Burger King chairman leaves to run an airline

Dasburg is named CEO of DHL, a cargo carrier

March 19, 2003|By KNIGHT RIDDER/TRIBUNE

Burger King Chairman John Dasburg is giving up fast food and going back to airlines.

DHL Airways announced yesterday the appointment of Dasburg as chairman and chief executive of the cargo airline, whose main customers are DHL Worldwide Express Network and the U.S. military.

"Every once in a while something falls into your lap that fits 100 percent," Dasburg said. "This is as close as that gets."

Dasburg, 60, will take the helm of the privately held Chicago company April 1 and is resigning immediately as chairman of Burger King. That position had been largely an honorary title and did not include a seat on Burger King's board of directors. Dasburg's primary role was as an adviser.

Since January, when Brad Blum became chief executive, Dasburg has been removed from the daily operation of the fast-food chain. Dasburg, who took over as chairman, chief executive and president of Burger King in April 2001, said it was time for him to move on after completion of the December sale of Burger King to a consortium led by Texas Pacific Group.

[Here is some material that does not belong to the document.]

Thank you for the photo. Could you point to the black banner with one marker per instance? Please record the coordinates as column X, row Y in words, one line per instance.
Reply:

Before joining Burger King, Dasburg spent more than a decade as president and chief executive of Northwest Airlines. He's credited with turning around the fourth-largest airline, taking it from the verge of bankruptcy to become one of the most successful airlines in the industry.

DHL is a much smaller business than Northwest, with a fleet of 40 planes and annual revenues of $300 million, but that was what appealed to Dasburg.

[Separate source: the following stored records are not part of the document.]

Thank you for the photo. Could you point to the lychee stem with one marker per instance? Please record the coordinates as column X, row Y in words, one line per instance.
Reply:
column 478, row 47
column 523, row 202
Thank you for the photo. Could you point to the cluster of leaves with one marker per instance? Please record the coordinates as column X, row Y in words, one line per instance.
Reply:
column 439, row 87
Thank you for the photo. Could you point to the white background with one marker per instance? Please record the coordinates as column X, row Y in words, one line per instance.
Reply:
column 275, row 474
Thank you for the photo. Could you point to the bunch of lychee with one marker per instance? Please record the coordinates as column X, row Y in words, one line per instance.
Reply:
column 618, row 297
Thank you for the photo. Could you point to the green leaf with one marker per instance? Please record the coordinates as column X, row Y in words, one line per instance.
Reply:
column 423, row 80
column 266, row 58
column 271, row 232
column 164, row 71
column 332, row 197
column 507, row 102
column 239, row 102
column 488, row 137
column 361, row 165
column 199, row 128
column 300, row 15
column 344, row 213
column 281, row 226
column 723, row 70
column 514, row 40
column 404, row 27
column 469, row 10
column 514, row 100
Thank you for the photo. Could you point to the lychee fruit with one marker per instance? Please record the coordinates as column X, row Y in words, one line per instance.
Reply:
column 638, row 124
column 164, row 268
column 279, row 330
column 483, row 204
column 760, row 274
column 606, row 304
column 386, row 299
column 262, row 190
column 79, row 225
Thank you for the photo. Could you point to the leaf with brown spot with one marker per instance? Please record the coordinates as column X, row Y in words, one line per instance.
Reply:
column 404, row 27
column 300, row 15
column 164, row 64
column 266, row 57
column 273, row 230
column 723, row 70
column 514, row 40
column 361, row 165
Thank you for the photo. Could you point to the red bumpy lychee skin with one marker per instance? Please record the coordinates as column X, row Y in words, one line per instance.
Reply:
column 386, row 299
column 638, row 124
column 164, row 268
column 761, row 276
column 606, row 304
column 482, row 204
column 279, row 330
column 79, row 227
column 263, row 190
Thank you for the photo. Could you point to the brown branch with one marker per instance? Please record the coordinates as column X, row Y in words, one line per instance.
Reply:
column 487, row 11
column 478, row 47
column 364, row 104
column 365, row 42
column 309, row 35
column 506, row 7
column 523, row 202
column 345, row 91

The job will allow him to continue living in South Florida and commute to Chicago as needed.

"This is the size business that I can really get my arms around," Dasburg said. "It's a growth business, and I find that exciting. From a strategic standpoint, I think the need for supplemental freight carriage is going to grow significantly over the next five to seven years."

DHL Airways operates its fleet from a hub at Cincinnati/Northern Kentucky International Airport. The airline, which has 1,000 employees, contracts with DHL Worldwide Express network to provide its U.S. cargo and charter services.

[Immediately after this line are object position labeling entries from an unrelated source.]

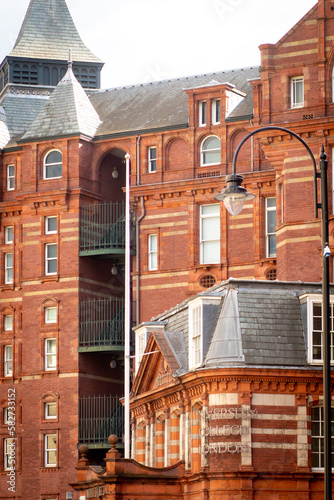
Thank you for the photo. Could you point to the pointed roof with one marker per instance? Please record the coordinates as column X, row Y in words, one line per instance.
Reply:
column 48, row 32
column 68, row 112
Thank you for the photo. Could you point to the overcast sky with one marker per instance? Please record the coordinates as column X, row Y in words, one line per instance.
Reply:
column 147, row 40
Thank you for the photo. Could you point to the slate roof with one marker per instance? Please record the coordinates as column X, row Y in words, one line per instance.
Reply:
column 164, row 104
column 48, row 32
column 67, row 112
column 123, row 110
column 258, row 324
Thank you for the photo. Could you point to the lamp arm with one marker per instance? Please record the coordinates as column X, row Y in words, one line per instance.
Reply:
column 282, row 129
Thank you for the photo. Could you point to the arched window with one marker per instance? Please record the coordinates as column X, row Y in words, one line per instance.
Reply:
column 210, row 151
column 53, row 164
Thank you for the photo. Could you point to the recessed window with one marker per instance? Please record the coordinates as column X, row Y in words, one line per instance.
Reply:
column 210, row 151
column 50, row 410
column 50, row 354
column 152, row 252
column 51, row 225
column 9, row 235
column 202, row 113
column 270, row 227
column 152, row 159
column 215, row 111
column 8, row 268
column 297, row 92
column 9, row 452
column 8, row 361
column 210, row 234
column 53, row 165
column 10, row 177
column 50, row 315
column 314, row 327
column 317, row 436
column 8, row 322
column 50, row 450
column 51, row 258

DHL Airways also has an operation in Ramstein, Germany, which provides supplies for U.S. Air Force personnel. The company has been without a chief executive since Joseph O'Gorman died in August.

"We are very fortunate that John Dasburg has decided to rejoin the airline industry," said Roy Moulton, acting chairman of the board of DHL Airways. "John has demonstrable success in managing and growing airlines profitably, the insight to manage relationships with key business partners and employees, and the vision and drive to transform our company into the leader in our sector."